October 1– Thursday– Harrison, Tennessee– For unknown reasons a Confederate raiding party burns the public records.

October 2– Friday– Boston, Massachusetts– The Hutchinson Family– reorganized, reconstructed and augmented: by the union of the House of John and the Tribe of Asa will continue their series of spirit-stirring Concerts in the cause of Freedom, Humanity, and Reform, . . . at the Melonaon. Tickets of admission: evenings, for adults, 25 cents; children, 15 cents. Afternoon adults, 15 cents, children 10 cents. The character and object of their concerts, and the superior excellence of their singing, should secure the most liberal patronage. Go and hear them!” ~ The Liberator. [The Hutchinsons, from New Hampshire, began singing their four-part harmonies in 1840. For years they have stirred controversy by appearing on public platforms with abolitionists such as Frederick Douglass and William Lloyd Garrison and singing songs about abolition, women’s rights and temperance.

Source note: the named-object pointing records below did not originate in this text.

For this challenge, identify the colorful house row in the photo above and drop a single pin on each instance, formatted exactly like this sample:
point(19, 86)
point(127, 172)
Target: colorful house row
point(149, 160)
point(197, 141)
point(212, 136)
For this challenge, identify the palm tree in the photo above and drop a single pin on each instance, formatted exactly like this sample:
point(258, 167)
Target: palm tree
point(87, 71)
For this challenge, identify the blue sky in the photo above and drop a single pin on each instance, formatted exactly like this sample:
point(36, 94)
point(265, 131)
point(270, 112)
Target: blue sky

The 25 cent ticket would cost $4.72 today, quite reasonable for a program of live music.]

 

Hitchinson Family Singers

Hitchinson Family Singers

October 2– Friday– Off the coast of Texas–U S warships seize a British merchant ship attempting to run the blockade.

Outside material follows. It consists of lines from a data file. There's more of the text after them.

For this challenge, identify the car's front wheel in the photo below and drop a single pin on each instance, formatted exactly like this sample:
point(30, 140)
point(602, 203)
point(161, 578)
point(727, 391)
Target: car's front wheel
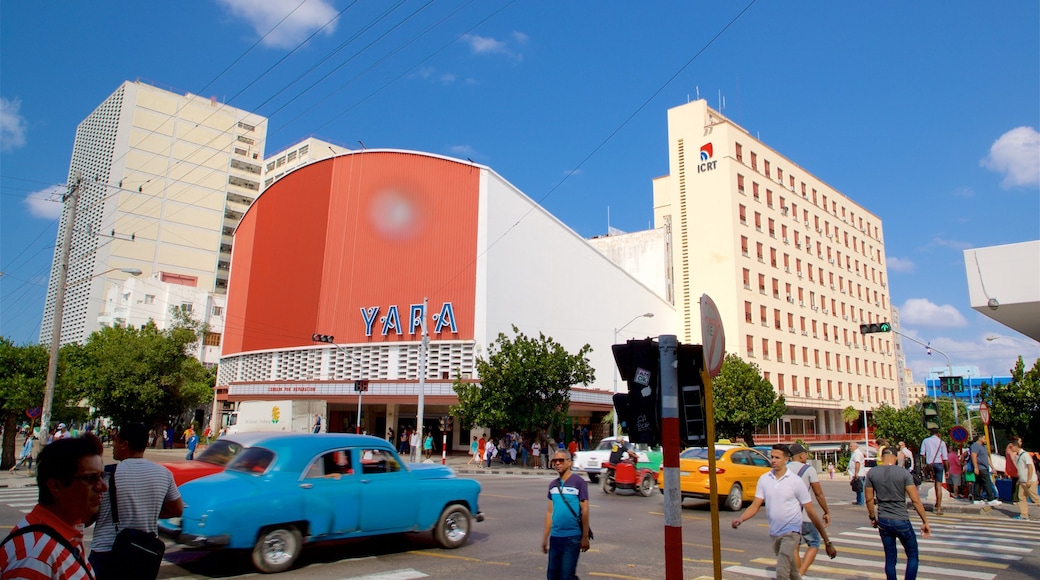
point(452, 527)
point(277, 549)
point(734, 501)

 October 3– Saturday– Philadelphia, Pennsylvania– Two regiments of black soldiers parade through the city center and are warmly applauded.

October 3– Saturday– Washington, D.C.– “It has seemed to me fit and proper that they [the blessings received] should be solemnly, reverently, and gratefully acknowledged, as with one heart and one voice, by the whole American people. I do therefore invite my fellow-citizens in every part of the United States, and also those who are at sea and those who are sojourning in foreign lands, to set apart and observe the last Thursday of November next as a day of thanksgiving and praise to our beneficent Father who dwelleth in the heavens. And I recommend to them that while offering up the ascriptions justly due to Him for such singular deliverances and blessings they do also, with humble penitence for our national perverseness and disobedience, commend to His tender care all those who have become widows, orphans. mourners, or sufferers in the lamentable civil strife in which we are unavoidably engaged, and fervently implore the interposition of the Almighty hand to heal the wounds of the nation and to restore it, as soon as may be consistent with the divine purposes, to the full enjoyment of peace, harmony, tranquillity, and union.” ~ President Abraham Lincoln, Proclamation calling for a national Thanksgiving Day.

 Lincoln-1861

October 3– Saturday– Memphis, Tennessee– “Another suicide has occurred in our city among that unfortunate class whose attractions are made the sport of bad men, and whose short lives are a standing memento mori of the prostitutes. Poor Mary Raymond came to this city as the nurse of a lady. So far as is known she was virtuous and respectable. But she fell a victim to the lust of a seducer, and her downward career was even more rapid than is usual with the class. On Thursday, in the absence of her paramour, she was arrested under the General Order, which is sweeping the Cyprians from our streets, and conveyed to the Irving Prison. As she entered she made the declaration that she would never leave the place alive. She was, however, released in a few hours, but before going from the place took a large dose of laudanum, which threw her into spasms, and terminated her short and unhappy life at six A. M. yesterday. Dr. Dickinson, the coroner, held the usual inquest. The sin of seduction needs no rebuke at the hands of the press. If the death of this poor creature has not a tongue sharp and severe enough to reach the profligate, there is nothing we could say will touch their heart. Poor Mary Raymond, there is a terrible judgment in store for the man who led her into the evil way which has proved so short and fatal.” ~ Memphis Bulletin

Pyotor Kozlov, Russian explorer

Pyotor Kozlov, Russian explorer

 October 3– Saturday– Dukhoushcina, Smolensk region, Russia– Birth of Pyotr Kuzmich Kozlov, Russian explorer who will make six important expeditions through parts of Asia [1883, 1888-89, 1893-95, 1899-1901, 1907-09 and 1923-26.]